Buderim Ginger is a brand of ginger-based food products in Australia. The Buderim Ginger Factory is a working ginger factory and tourist attraction in Pioneer Road, Yandina, Sunshine Coast Region, Queensland, Australia. 

The Buderim Ginger Factory is operated by Buderim Ginger Limited that was listed as a public company in December 1988. The company manufactures confectionery ginger products (sugar-based) that are marketed in Australia and exported to a number of international markets including UK, USA, Canada and various European countries. The company also operates a similar factory in Suva, Fiji. The ginger factory was originally located at Buderim, before moving operations to Yandina in 1978.

History 
Not long before World War I, some pieces of raw ginger found their way to Buderim, Australia—which was then a small farming area about  (60 miles) north of Brisbane, where the comparatively high rainfall and humidity combined to produce conditions which were ideal for growing this unusual crop.

The interruption to the supply of ginger from China, caused by World War II, provided the opportunity for growers in the Buderim area to expand their sales.
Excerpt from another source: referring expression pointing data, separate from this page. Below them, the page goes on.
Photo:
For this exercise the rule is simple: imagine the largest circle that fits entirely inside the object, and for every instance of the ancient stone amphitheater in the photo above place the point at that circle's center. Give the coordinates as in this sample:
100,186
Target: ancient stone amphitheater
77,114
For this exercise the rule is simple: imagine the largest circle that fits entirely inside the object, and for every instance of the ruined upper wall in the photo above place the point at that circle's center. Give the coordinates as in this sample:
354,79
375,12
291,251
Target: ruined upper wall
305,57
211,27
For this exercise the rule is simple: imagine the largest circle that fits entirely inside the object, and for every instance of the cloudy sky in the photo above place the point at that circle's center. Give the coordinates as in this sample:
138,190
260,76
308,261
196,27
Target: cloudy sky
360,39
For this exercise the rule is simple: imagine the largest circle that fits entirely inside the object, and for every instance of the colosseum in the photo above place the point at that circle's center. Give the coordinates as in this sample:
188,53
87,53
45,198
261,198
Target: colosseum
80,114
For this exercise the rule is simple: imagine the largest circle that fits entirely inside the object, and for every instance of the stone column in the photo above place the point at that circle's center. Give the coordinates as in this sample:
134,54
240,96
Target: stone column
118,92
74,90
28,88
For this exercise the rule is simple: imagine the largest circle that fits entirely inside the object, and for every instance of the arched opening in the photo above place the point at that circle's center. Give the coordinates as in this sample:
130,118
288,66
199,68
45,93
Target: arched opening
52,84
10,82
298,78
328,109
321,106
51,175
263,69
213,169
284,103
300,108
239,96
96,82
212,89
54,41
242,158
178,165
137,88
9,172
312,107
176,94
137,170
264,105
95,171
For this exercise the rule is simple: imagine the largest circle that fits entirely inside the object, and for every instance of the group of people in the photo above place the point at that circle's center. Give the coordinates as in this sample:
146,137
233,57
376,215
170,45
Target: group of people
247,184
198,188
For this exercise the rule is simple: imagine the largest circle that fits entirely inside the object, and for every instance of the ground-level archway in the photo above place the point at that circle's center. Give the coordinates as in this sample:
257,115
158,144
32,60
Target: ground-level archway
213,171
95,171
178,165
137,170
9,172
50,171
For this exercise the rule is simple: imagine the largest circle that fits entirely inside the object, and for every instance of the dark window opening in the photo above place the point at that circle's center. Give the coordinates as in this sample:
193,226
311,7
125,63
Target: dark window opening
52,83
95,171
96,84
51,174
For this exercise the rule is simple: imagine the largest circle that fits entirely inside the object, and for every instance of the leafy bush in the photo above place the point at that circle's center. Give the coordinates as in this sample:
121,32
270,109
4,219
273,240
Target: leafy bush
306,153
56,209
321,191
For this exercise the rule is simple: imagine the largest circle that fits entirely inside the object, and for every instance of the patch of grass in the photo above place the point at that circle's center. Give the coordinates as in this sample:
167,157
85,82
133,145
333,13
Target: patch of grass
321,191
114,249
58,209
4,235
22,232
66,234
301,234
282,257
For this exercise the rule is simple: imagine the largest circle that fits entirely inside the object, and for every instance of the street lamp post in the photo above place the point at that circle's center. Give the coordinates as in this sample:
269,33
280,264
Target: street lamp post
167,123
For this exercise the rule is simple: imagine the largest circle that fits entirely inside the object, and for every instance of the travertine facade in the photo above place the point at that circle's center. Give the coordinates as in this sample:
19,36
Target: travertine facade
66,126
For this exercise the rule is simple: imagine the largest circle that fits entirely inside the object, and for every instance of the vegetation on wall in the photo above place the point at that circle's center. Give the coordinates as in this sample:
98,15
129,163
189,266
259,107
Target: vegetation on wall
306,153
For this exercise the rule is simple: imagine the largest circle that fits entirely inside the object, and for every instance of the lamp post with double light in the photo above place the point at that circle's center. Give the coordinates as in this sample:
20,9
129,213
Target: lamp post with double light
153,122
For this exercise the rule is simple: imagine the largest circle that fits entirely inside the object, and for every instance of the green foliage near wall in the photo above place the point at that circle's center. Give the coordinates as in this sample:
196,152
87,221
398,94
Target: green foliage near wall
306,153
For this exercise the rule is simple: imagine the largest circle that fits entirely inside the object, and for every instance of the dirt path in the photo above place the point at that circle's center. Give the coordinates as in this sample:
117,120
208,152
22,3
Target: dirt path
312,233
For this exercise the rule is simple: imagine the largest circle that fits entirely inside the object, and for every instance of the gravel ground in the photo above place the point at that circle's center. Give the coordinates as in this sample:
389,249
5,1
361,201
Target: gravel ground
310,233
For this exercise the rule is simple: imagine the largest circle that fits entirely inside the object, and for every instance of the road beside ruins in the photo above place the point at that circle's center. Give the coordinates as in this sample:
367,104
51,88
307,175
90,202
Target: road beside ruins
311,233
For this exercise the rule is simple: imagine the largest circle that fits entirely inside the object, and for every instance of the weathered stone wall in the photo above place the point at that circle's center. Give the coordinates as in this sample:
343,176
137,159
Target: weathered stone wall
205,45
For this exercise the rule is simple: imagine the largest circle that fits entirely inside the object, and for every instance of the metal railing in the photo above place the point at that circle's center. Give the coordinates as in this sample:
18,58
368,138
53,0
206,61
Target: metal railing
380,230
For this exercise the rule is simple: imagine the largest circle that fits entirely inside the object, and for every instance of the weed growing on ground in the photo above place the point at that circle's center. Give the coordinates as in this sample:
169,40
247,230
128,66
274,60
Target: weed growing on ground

As a result of this, five Buderim farmers met together in an old blacksmith's shop and formed The Buderim Ginger Grower's Co-operative Association Limited. Between them they had capital of 25 pounds, two wooden vats and 14 tons of green ginger.

In 1979, an area of nearly nine hectares was leased from the Department of Commercial & Industrial Development.  The first stage of a new factory complex was commenced, opening in time to help in processing the 1980 Early Harvest. The establishment of the Tourist and Administrative Complex in Yandina during 1985 completed the industry's relocation program and in 1989, Buderim Ginger Limited was listed on the stock exchange.

Throughout the 1990s, Buderim Ginger became globally recognised for producing the world's finest ginger. This has been achieved by investing in production facilities and meeting the needs of customers in overseas markets, from the UK to the US and from Japan to New Zealand. Buderim Ginger exports to over 17 countries.

Buderim Ginger has expanded its business, become the world's leading processor and marketer of macadamias with both Australian and Hawaiian macadamia growing and processing commencing. In 2005, Buderim Ginger also became the owner of Buderim Baking Company which produces a range of savoury pastry products that are distributed to prominent national customers in the Australian retail market. The Ginger Factory maintains its position as one of the region's most popular tourist attractions with the launch of the Taste of Ginger Tour and the opening of the Heritage Centre.

Tourism 

There are rides, tours of the factory, and shops, restaurants and other exhibits for visitors to enjoy. 

The on-site souvenir shop has a large select of Buderim Ginger products in the world, from ginger beers and cordial, marmalades and spreads, to sweets and ginger pieces.